In physics, gauge theories are theories of fields. The fields can’t be seen, but they give rise to observables. It’s the observables we measure directly. The fields can be configured in different ways and all these different ways are connected by symmetries. These different configurations give the same observables.
The fact that the observables don’t change is called gauge invariance.
Imagine Mario on a planet. The planet has round stones on the surface and each stone has a pink line pointing in a certain direction. The pink line is a measurement of some potential.
Luigi is on a similar planet, same size, same stones, same everything. Mario wants to tell Luigi what direction the pink lines are pointing on his planet.
So he fixes a flag on the ground. (He’s agreed with Luigi where the flag should be located).
Then Mario draws yellow lines from the centre of the stones in direction of the flag.
What he has done by planting the flag in the ground is fix a gauge.
Now Mario can read off the angle between the yellow and the pink lines and send the information to Luigi. (They will also need to agree which way round they are measuring things – clockwise or anticlockwise).
Now what if Mario moves the flag?
The pink lines are still in exactly the same position. They haven’t changed and the wind hasn’t changed.
But the flag is in a different position. The gauge has been changed. So Mario has to draw new yellow lines. Then he measures new angles.
The wind is an observable. The flag fixes the gauge. The observables are invariant under the gauge transformation. This invariance under the transformation is called a symmetry. The gauge transformation in this case is not global – Mario can’t simply add the same amount to each angle when he moves the flag to get the new co-ordinate reading. The transformation is local – it varies place to place, but that doesn’t mean it’s arbitrary.

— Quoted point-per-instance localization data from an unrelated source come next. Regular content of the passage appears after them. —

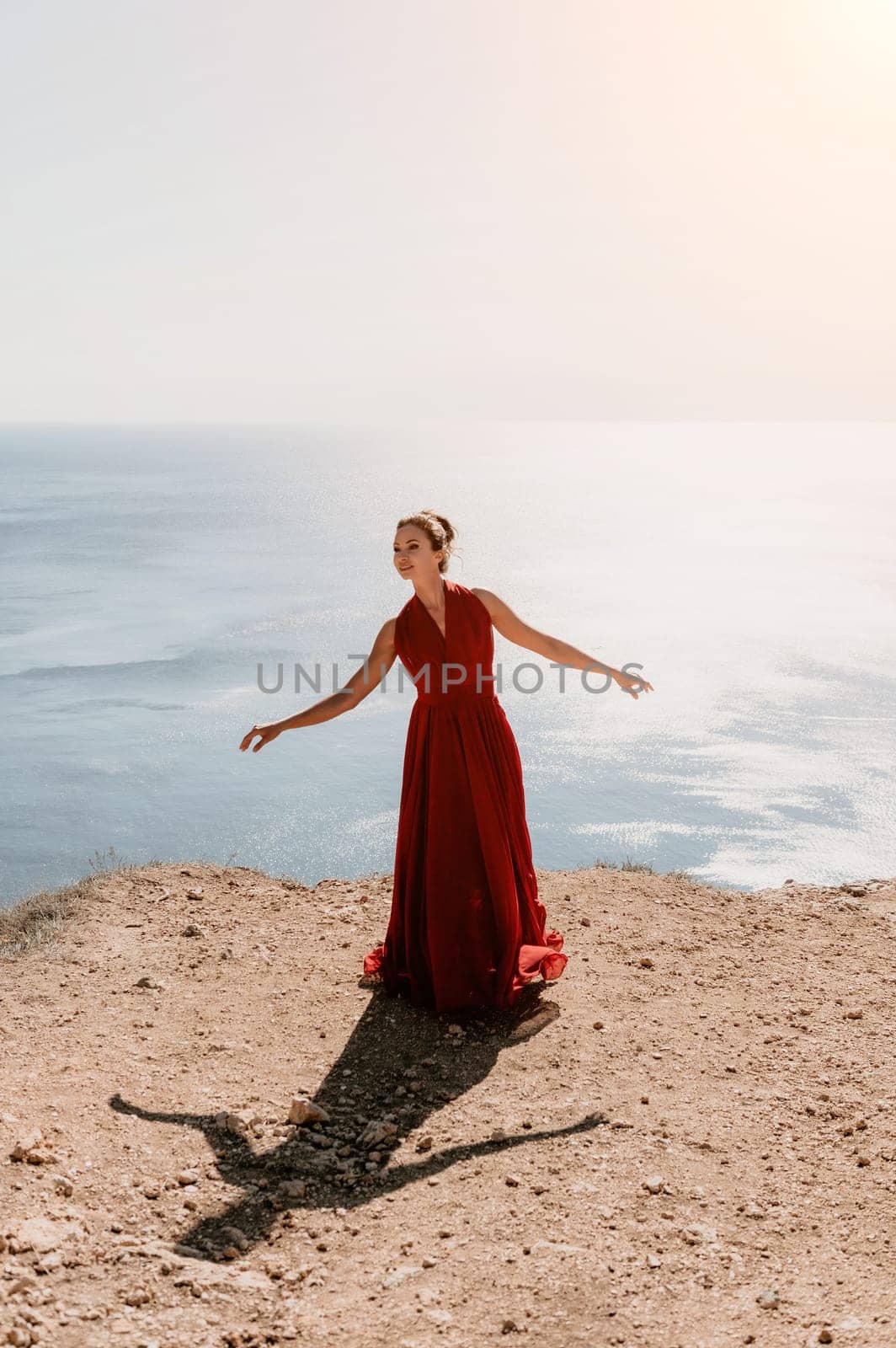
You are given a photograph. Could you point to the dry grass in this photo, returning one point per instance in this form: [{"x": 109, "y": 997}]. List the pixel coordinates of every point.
[{"x": 40, "y": 918}]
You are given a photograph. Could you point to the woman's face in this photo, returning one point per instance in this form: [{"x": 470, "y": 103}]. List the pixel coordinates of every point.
[{"x": 413, "y": 553}]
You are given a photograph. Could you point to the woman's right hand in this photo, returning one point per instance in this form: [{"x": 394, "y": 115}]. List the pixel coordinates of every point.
[{"x": 264, "y": 732}]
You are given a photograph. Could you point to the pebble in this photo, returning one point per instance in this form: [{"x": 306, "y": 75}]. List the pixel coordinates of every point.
[{"x": 307, "y": 1111}]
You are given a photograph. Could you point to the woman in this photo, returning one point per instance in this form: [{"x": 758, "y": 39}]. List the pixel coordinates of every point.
[{"x": 467, "y": 928}]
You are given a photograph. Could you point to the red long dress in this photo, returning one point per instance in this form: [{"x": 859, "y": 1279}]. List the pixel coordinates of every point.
[{"x": 467, "y": 928}]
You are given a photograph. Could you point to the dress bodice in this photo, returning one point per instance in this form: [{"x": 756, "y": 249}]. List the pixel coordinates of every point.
[{"x": 457, "y": 665}]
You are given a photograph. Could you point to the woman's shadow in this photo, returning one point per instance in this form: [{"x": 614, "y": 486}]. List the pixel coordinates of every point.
[{"x": 399, "y": 1067}]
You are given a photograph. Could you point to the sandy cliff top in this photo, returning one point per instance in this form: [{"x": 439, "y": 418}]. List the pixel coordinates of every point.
[{"x": 691, "y": 1137}]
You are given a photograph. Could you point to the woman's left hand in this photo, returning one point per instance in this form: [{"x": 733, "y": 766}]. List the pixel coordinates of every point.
[{"x": 632, "y": 685}]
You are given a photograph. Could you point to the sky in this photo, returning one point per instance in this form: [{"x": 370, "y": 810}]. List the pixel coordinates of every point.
[{"x": 376, "y": 209}]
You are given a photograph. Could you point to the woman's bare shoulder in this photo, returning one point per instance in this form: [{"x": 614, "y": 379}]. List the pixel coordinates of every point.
[{"x": 487, "y": 597}]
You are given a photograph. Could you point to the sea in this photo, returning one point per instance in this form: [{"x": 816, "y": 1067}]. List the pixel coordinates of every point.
[{"x": 165, "y": 588}]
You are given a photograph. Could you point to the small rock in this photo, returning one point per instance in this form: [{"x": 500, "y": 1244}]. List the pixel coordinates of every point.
[
  {"x": 291, "y": 1188},
  {"x": 307, "y": 1111},
  {"x": 27, "y": 1143}
]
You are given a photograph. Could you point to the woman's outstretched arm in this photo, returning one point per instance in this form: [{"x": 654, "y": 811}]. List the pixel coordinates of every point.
[
  {"x": 363, "y": 681},
  {"x": 552, "y": 647}
]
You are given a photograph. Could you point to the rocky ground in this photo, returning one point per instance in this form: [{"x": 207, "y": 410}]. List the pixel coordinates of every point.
[{"x": 212, "y": 1132}]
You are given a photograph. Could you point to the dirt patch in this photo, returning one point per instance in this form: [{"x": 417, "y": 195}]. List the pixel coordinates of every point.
[{"x": 212, "y": 1132}]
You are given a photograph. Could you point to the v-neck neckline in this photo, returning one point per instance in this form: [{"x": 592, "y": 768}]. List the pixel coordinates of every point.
[{"x": 442, "y": 634}]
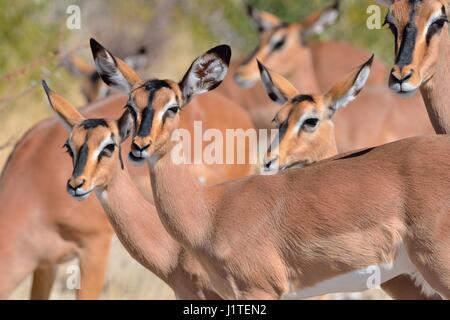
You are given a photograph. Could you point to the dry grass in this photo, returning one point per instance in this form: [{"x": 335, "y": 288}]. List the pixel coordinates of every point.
[{"x": 126, "y": 279}]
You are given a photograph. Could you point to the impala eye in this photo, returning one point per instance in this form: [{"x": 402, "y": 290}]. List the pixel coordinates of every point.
[
  {"x": 107, "y": 151},
  {"x": 172, "y": 112},
  {"x": 132, "y": 111},
  {"x": 440, "y": 22},
  {"x": 68, "y": 149},
  {"x": 279, "y": 44},
  {"x": 310, "y": 124}
]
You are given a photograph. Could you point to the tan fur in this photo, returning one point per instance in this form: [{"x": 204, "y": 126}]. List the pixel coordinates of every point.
[
  {"x": 369, "y": 121},
  {"x": 305, "y": 148},
  {"x": 371, "y": 204},
  {"x": 430, "y": 66},
  {"x": 50, "y": 227},
  {"x": 133, "y": 217}
]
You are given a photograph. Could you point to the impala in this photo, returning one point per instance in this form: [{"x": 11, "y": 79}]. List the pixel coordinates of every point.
[
  {"x": 283, "y": 47},
  {"x": 306, "y": 136},
  {"x": 422, "y": 49},
  {"x": 49, "y": 228},
  {"x": 305, "y": 230},
  {"x": 95, "y": 147}
]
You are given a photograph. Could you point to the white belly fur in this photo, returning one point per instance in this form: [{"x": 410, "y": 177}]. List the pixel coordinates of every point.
[{"x": 360, "y": 280}]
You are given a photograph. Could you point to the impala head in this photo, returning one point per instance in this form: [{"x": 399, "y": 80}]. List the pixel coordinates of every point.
[
  {"x": 155, "y": 104},
  {"x": 93, "y": 144},
  {"x": 306, "y": 131},
  {"x": 279, "y": 40},
  {"x": 418, "y": 27}
]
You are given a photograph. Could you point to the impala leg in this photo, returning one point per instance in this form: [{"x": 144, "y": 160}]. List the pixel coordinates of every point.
[
  {"x": 404, "y": 288},
  {"x": 43, "y": 279},
  {"x": 93, "y": 266}
]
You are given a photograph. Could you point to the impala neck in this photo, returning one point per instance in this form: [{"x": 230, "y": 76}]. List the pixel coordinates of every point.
[
  {"x": 436, "y": 92},
  {"x": 180, "y": 199},
  {"x": 138, "y": 226}
]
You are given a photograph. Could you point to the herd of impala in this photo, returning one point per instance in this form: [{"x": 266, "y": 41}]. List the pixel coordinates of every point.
[{"x": 222, "y": 231}]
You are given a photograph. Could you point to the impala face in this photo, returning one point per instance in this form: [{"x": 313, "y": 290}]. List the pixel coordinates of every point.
[
  {"x": 93, "y": 145},
  {"x": 155, "y": 105},
  {"x": 306, "y": 131},
  {"x": 418, "y": 27},
  {"x": 279, "y": 41}
]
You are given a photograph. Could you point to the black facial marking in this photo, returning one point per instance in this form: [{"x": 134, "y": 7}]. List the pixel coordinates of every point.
[
  {"x": 154, "y": 85},
  {"x": 437, "y": 26},
  {"x": 406, "y": 51},
  {"x": 93, "y": 123},
  {"x": 273, "y": 96},
  {"x": 146, "y": 122},
  {"x": 94, "y": 77},
  {"x": 81, "y": 161},
  {"x": 356, "y": 154},
  {"x": 279, "y": 44},
  {"x": 301, "y": 98},
  {"x": 251, "y": 56},
  {"x": 282, "y": 129}
]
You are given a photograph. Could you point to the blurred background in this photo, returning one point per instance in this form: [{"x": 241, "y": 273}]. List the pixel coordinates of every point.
[{"x": 35, "y": 39}]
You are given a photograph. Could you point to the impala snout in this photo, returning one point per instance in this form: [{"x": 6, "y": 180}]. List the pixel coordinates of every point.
[
  {"x": 139, "y": 152},
  {"x": 77, "y": 188},
  {"x": 404, "y": 80}
]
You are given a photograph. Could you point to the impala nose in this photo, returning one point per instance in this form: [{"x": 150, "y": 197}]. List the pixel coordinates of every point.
[
  {"x": 401, "y": 75},
  {"x": 74, "y": 185},
  {"x": 400, "y": 79},
  {"x": 137, "y": 152}
]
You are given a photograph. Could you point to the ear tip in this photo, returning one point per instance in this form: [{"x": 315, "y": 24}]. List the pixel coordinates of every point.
[
  {"x": 336, "y": 4},
  {"x": 223, "y": 51},
  {"x": 370, "y": 61},
  {"x": 95, "y": 46},
  {"x": 45, "y": 86},
  {"x": 261, "y": 67}
]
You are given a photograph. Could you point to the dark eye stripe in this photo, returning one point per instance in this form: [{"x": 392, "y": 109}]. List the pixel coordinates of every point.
[
  {"x": 406, "y": 51},
  {"x": 81, "y": 161},
  {"x": 146, "y": 122}
]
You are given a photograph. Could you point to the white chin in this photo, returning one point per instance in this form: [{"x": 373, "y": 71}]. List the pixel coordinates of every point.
[
  {"x": 245, "y": 84},
  {"x": 404, "y": 90},
  {"x": 82, "y": 197}
]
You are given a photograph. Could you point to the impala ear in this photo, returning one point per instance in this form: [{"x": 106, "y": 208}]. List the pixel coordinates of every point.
[
  {"x": 278, "y": 88},
  {"x": 113, "y": 71},
  {"x": 262, "y": 20},
  {"x": 317, "y": 22},
  {"x": 386, "y": 3},
  {"x": 125, "y": 125},
  {"x": 206, "y": 72},
  {"x": 346, "y": 91},
  {"x": 77, "y": 66},
  {"x": 67, "y": 113}
]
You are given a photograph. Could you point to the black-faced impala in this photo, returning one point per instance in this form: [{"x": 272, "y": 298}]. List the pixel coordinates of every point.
[
  {"x": 283, "y": 47},
  {"x": 422, "y": 54},
  {"x": 306, "y": 136},
  {"x": 306, "y": 230}
]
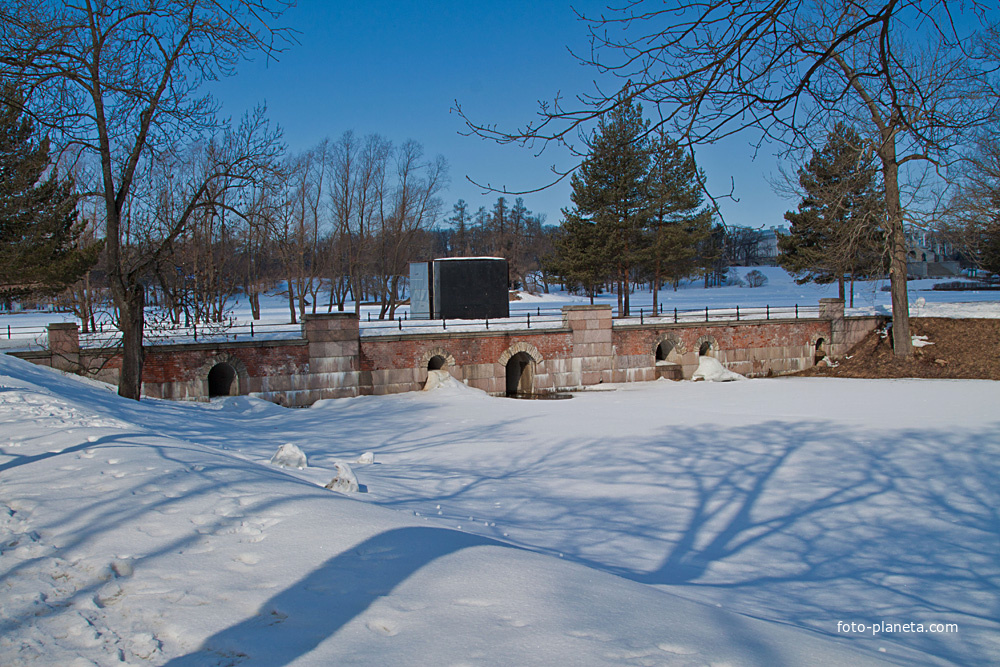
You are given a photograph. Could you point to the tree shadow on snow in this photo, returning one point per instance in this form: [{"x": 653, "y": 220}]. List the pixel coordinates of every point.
[{"x": 296, "y": 620}]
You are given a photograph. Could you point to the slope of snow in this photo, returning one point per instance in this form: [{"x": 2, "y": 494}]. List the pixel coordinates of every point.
[{"x": 664, "y": 523}]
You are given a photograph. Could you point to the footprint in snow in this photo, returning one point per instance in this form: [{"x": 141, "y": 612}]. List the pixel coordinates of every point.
[{"x": 382, "y": 627}]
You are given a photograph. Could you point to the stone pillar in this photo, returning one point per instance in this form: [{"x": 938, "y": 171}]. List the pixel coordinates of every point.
[
  {"x": 64, "y": 345},
  {"x": 593, "y": 355},
  {"x": 334, "y": 357},
  {"x": 833, "y": 310}
]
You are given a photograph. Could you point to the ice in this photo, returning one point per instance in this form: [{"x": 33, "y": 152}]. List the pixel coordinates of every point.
[{"x": 654, "y": 523}]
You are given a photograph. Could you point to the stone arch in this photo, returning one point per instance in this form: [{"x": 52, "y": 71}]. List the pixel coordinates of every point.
[
  {"x": 224, "y": 375},
  {"x": 707, "y": 346},
  {"x": 527, "y": 348},
  {"x": 436, "y": 358},
  {"x": 668, "y": 349},
  {"x": 519, "y": 361}
]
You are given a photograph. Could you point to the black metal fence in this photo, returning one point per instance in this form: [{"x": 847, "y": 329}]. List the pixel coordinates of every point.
[{"x": 521, "y": 318}]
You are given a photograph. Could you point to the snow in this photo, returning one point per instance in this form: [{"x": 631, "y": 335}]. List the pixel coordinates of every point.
[
  {"x": 345, "y": 481},
  {"x": 289, "y": 456},
  {"x": 27, "y": 329},
  {"x": 655, "y": 523},
  {"x": 711, "y": 370}
]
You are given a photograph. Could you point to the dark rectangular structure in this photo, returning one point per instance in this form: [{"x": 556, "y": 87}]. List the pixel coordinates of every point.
[
  {"x": 460, "y": 288},
  {"x": 421, "y": 297}
]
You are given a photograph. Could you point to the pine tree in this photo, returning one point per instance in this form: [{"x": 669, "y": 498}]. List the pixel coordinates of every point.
[
  {"x": 677, "y": 222},
  {"x": 39, "y": 236},
  {"x": 836, "y": 231},
  {"x": 461, "y": 219},
  {"x": 580, "y": 254},
  {"x": 610, "y": 190}
]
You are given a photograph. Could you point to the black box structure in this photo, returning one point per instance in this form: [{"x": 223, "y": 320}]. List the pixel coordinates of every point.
[{"x": 460, "y": 288}]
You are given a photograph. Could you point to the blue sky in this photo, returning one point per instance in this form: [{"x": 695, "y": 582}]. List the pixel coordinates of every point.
[{"x": 396, "y": 68}]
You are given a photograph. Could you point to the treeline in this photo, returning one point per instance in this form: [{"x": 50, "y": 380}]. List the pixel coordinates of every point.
[
  {"x": 508, "y": 231},
  {"x": 334, "y": 224},
  {"x": 637, "y": 212}
]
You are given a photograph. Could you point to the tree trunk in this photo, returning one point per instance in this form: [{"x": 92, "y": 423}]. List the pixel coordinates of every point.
[
  {"x": 291, "y": 300},
  {"x": 656, "y": 292},
  {"x": 902, "y": 345},
  {"x": 131, "y": 315}
]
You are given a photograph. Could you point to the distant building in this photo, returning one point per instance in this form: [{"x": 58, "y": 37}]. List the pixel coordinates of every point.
[
  {"x": 767, "y": 245},
  {"x": 929, "y": 255}
]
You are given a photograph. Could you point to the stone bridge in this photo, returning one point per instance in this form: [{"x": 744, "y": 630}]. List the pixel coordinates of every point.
[{"x": 332, "y": 359}]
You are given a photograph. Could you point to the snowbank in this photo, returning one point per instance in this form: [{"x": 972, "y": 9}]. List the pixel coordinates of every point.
[
  {"x": 156, "y": 532},
  {"x": 711, "y": 370},
  {"x": 345, "y": 481},
  {"x": 439, "y": 378},
  {"x": 289, "y": 456}
]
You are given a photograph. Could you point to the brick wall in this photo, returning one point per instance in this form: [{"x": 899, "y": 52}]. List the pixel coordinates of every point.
[{"x": 332, "y": 360}]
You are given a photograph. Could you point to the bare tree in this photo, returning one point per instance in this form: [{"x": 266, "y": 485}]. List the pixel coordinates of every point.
[
  {"x": 121, "y": 81},
  {"x": 918, "y": 74}
]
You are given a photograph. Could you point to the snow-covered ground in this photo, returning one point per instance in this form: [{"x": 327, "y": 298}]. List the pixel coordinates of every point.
[
  {"x": 27, "y": 328},
  {"x": 660, "y": 523}
]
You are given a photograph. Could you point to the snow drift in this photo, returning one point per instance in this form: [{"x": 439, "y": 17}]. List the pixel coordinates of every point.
[{"x": 711, "y": 370}]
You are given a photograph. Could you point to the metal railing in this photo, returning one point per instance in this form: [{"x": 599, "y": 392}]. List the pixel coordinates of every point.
[
  {"x": 521, "y": 318},
  {"x": 664, "y": 315}
]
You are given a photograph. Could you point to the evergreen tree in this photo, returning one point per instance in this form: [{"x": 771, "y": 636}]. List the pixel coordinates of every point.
[
  {"x": 837, "y": 229},
  {"x": 610, "y": 190},
  {"x": 581, "y": 257},
  {"x": 677, "y": 224},
  {"x": 461, "y": 219},
  {"x": 39, "y": 236}
]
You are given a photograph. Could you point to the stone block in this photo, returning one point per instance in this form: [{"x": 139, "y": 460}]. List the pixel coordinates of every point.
[
  {"x": 596, "y": 363},
  {"x": 330, "y": 335},
  {"x": 334, "y": 349},
  {"x": 333, "y": 364}
]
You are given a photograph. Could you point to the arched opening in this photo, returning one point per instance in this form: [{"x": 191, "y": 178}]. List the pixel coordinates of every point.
[
  {"x": 819, "y": 353},
  {"x": 222, "y": 380},
  {"x": 520, "y": 374}
]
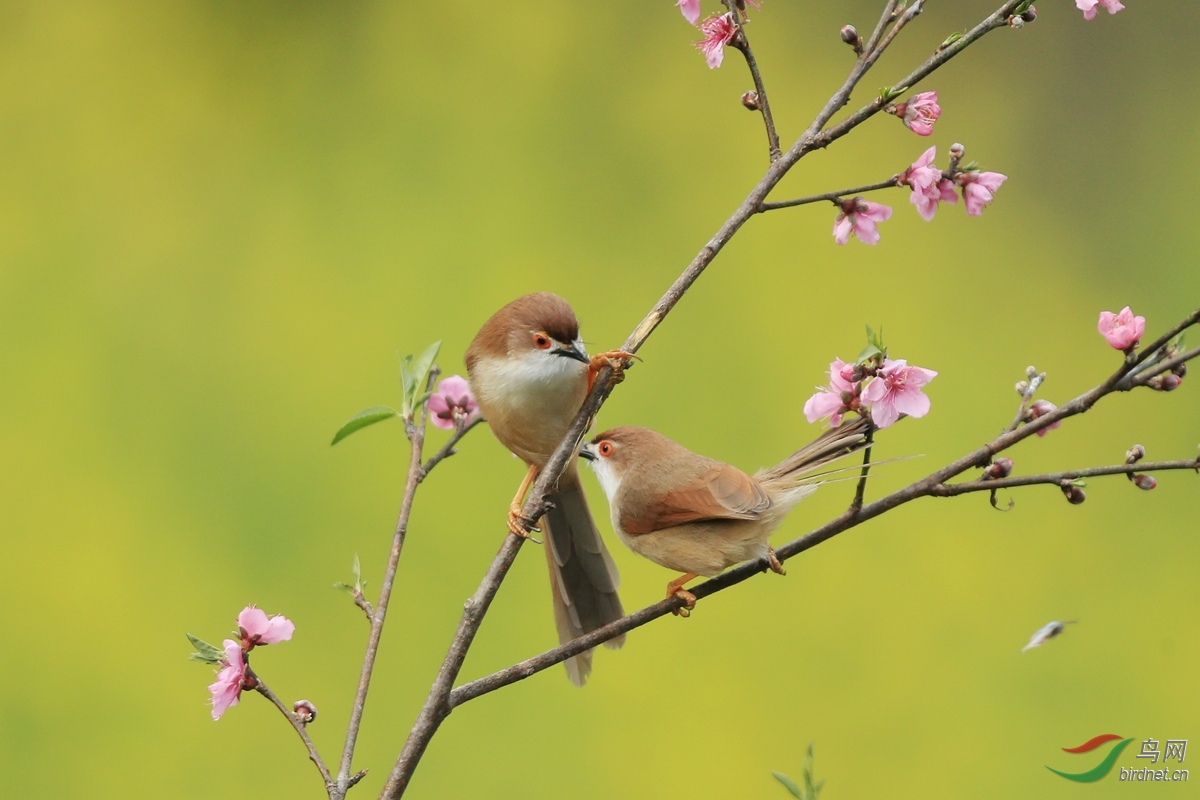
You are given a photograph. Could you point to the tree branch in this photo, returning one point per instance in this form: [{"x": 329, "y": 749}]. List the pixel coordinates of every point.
[
  {"x": 743, "y": 46},
  {"x": 1059, "y": 479},
  {"x": 833, "y": 197},
  {"x": 417, "y": 473},
  {"x": 313, "y": 756}
]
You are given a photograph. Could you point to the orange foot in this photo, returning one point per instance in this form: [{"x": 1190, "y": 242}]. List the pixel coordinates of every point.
[
  {"x": 615, "y": 359},
  {"x": 521, "y": 524},
  {"x": 675, "y": 589}
]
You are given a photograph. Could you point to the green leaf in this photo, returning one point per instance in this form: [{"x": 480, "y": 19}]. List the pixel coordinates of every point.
[
  {"x": 868, "y": 353},
  {"x": 414, "y": 372},
  {"x": 790, "y": 785},
  {"x": 363, "y": 419},
  {"x": 209, "y": 654}
]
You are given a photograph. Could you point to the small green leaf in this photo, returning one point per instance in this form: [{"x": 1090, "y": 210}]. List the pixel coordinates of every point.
[
  {"x": 790, "y": 785},
  {"x": 209, "y": 654},
  {"x": 414, "y": 372},
  {"x": 363, "y": 419},
  {"x": 868, "y": 353}
]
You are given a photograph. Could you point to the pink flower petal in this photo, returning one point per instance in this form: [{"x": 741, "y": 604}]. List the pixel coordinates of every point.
[{"x": 690, "y": 10}]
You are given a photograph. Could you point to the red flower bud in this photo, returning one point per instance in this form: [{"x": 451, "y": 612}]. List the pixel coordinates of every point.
[
  {"x": 1074, "y": 494},
  {"x": 305, "y": 711},
  {"x": 1145, "y": 482},
  {"x": 1000, "y": 468}
]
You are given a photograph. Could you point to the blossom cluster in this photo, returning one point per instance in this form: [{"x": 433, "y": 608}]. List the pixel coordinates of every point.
[
  {"x": 885, "y": 389},
  {"x": 255, "y": 629},
  {"x": 453, "y": 405}
]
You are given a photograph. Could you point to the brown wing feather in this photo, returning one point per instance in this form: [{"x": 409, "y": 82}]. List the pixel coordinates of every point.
[{"x": 723, "y": 492}]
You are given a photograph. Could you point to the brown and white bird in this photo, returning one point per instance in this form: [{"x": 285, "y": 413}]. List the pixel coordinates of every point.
[
  {"x": 531, "y": 373},
  {"x": 700, "y": 516}
]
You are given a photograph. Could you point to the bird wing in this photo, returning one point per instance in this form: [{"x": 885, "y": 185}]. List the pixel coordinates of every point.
[{"x": 721, "y": 492}]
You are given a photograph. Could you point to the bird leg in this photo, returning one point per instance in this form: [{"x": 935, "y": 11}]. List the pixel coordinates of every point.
[
  {"x": 519, "y": 523},
  {"x": 615, "y": 359},
  {"x": 675, "y": 589}
]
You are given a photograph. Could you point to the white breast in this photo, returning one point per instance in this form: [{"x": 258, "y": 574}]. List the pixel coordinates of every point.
[{"x": 529, "y": 402}]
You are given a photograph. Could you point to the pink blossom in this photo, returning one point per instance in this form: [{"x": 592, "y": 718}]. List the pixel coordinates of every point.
[
  {"x": 1089, "y": 6},
  {"x": 1041, "y": 408},
  {"x": 835, "y": 400},
  {"x": 719, "y": 31},
  {"x": 858, "y": 217},
  {"x": 978, "y": 190},
  {"x": 453, "y": 403},
  {"x": 895, "y": 390},
  {"x": 690, "y": 10},
  {"x": 227, "y": 689},
  {"x": 928, "y": 186},
  {"x": 919, "y": 113},
  {"x": 1123, "y": 330},
  {"x": 256, "y": 627}
]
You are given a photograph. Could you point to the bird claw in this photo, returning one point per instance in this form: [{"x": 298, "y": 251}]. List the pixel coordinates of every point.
[
  {"x": 689, "y": 602},
  {"x": 522, "y": 525},
  {"x": 615, "y": 359}
]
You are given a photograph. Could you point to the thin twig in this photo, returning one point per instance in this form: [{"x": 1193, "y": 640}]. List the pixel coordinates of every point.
[
  {"x": 415, "y": 473},
  {"x": 833, "y": 197},
  {"x": 448, "y": 449},
  {"x": 861, "y": 489},
  {"x": 743, "y": 43},
  {"x": 1057, "y": 479},
  {"x": 929, "y": 486},
  {"x": 1143, "y": 377},
  {"x": 313, "y": 756}
]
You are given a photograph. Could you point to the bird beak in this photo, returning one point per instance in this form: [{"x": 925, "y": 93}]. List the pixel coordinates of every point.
[{"x": 571, "y": 352}]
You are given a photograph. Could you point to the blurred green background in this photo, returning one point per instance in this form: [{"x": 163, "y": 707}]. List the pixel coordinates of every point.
[{"x": 221, "y": 221}]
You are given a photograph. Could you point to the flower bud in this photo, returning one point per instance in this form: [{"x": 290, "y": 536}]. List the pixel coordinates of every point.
[
  {"x": 305, "y": 711},
  {"x": 999, "y": 468},
  {"x": 1074, "y": 494},
  {"x": 850, "y": 35}
]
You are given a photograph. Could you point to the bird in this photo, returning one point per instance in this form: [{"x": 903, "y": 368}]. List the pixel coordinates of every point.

We can add a few more terrifying terms from physics – the planet is the base space. The stones are a circle bundle. The fibre of the circle bundle are all the possible directions the yellow lines could point in. The yellow lines they actually point in are a section of the circle bundle.
The base space doesn’t have to be a planet. It could be anything. It could be a line. And instead of circular stones on the surface of the planet, we could have lines rising upwards. Then we would have a comb.
Or something like it.
A section of the comb might look like this.
Which should remind you of a graph of a function because that what it is.
So a gauge theory is a field theory and theory will involve group actions on fibre bundles.
The simplest example of a gauge theory in physics is electromagnetism.
The electromagnetic field is the field for the electron. We can’t measure the electromagnetic field directly.
If we split the field into its electric and magnetic parts, the electromagnetic potentials V and A are not observable.
The electric field, E, and magnetic field ,B, are observable. We can measure the electric field by setting up a charged ball and an oppositely charged plate and measuring how fast the ball accelerate towards the plate. We can see the magnetic field when we drop iron filings near a magnet and they form themselves into patterns. Electric fields move charges. magnetic fields deflect moving charges. Place a magnet next to a cathode ray TV screen to see this. It’s natural to think of these fields as vector fields.
And then it is equally natural to think these direction and length of all these vectors are the acceleration at which a small mass would fall down a well. The wells are the potentials.
Only the difference in potential is physically measurable.
To model electromagnetism, we set up a complex line bundle on spacetime. Every point in spacetime has a line of complex numbers growing out of it. They are different lengths, like our damaged our comb. We set a gauge and use this gauge to measure off the potential V.